El médico me dijo que hiciera lo que me diera la
gana, que ya era mayorcito. En su opinión, debería cuidarme porque el rey de
bastos planeaba en silencio, esperando su oportunidad como otras veces.
Pensé que igual tenía razón, que no
siempre iba a contar con la suerte, que, quizás, convenía hacerle caso. Me vino
a la cabeza aquello de Hemingway de que un hombre debe saber cuando se acerca
el momento de dejar el tabaco, el alcohol, la vida, o los tres, por orden o
juntos.
En el fondo, no podía quejarme. El
tiempo me había tratado con cortesía. Había sido mucho más clemente en su
devastación conmigo que con la mayoría de quienes conocía, en especial de las
mujeres, que, además, se lamentaban de su falta de misericordia. Un amigo me
había comentado al respecto que no le daban ninguna pena, que aguantasen como
él, que siempre había sido feo y mal considerado por ellas, que ninguna valía
más de un billete o una noche en vela. En mi caso, he de reconocer que no me
preocupaban más allá de lo razonable. Lo que me ocupaba era seguir vivo el
mayor tiempo posible y, claro, en las mejores condiciones.
Aunque sentía nostalgia de mi juventud,
había descubierto que el otoño tranquilizaba, que aún mantenía dudas sobre
muchas de las cosas que me rodeaban, y eso me hacía sentirme joven.
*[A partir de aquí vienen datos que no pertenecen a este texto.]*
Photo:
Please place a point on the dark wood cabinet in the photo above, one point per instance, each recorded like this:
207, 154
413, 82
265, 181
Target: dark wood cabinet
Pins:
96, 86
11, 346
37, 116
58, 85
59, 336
Odiaba la
certeza y la comparaba con un virus maligno que contagiaba de escepticismo y
desesperanza. Estaba harto de las alusiones a la experiencia como madre de la
ciencia y me parecían meras tapaderas de la ignorancia.
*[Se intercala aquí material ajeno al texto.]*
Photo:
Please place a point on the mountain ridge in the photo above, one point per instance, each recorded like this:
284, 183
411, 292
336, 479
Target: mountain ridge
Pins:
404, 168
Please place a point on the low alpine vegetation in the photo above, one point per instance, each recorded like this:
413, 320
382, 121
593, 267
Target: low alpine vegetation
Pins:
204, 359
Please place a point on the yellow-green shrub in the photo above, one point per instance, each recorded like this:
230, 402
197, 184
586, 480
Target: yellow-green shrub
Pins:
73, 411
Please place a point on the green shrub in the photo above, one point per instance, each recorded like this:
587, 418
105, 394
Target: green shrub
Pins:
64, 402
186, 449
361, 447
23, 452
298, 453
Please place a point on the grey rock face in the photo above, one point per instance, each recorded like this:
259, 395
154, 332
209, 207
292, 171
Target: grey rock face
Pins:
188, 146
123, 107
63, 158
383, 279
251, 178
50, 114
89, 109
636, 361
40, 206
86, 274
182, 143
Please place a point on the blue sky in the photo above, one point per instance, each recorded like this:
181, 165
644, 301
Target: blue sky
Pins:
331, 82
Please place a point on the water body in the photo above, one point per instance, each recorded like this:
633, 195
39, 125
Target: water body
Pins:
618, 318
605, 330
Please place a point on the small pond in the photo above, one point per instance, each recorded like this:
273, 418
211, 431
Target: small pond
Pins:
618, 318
De algún sitio de mi memoria saqué que
el boletín de enganche de la Legión Extranjera se dirigía a los que la
existencia había decepcionado, a los que vivían sin horizontes, y les prometía
honor y provecho a cambio de convertirse en novios de la muerte.
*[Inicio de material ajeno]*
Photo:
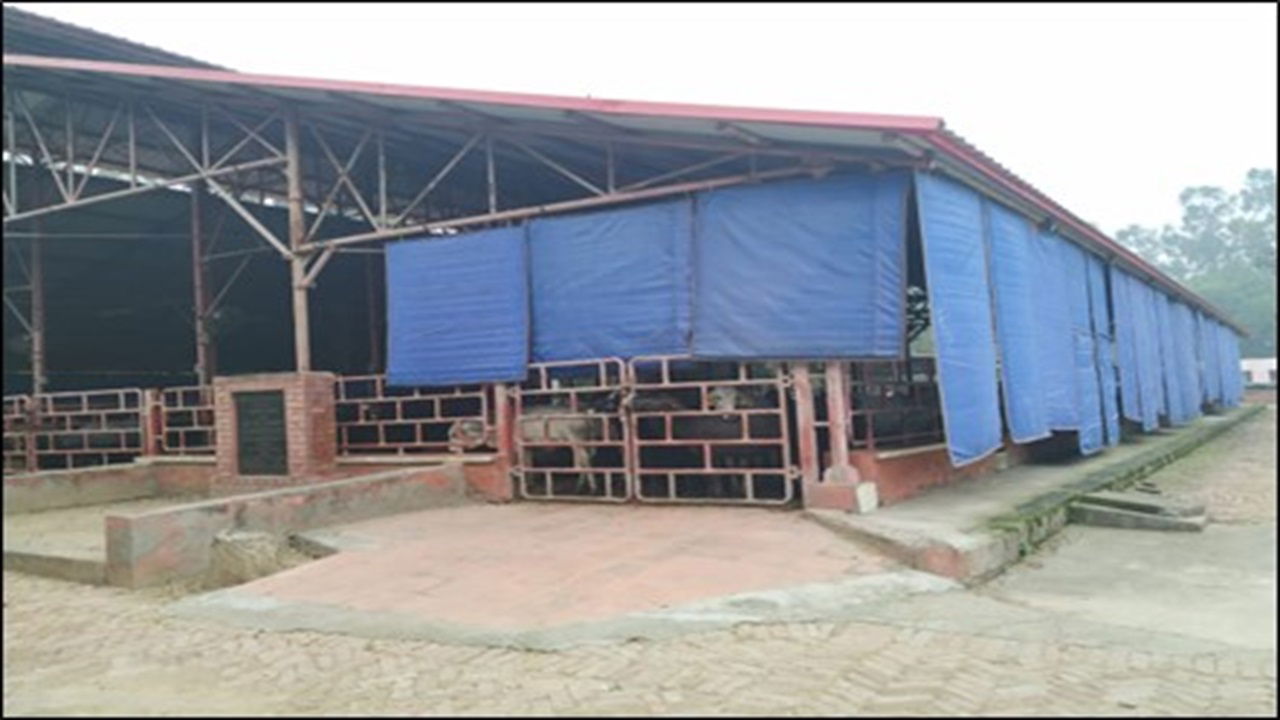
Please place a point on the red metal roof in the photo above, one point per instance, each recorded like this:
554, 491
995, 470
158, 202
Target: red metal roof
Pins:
904, 123
927, 130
Aquello me convenció de lo contrario y
cerré el círculo de mi confianza en la ciencia prometiéndome que haría caso al
médico. Procuraría vivir en las mejores condiciones todo cuanto me diera mi
carga genética, aunque sólo fuera para tocar los cojones a algún mal nacido de
los que se especializaban en tocarlos a los demás y vivir a sus costas. Tajo no
iba a faltar. Que esperase Hemingway.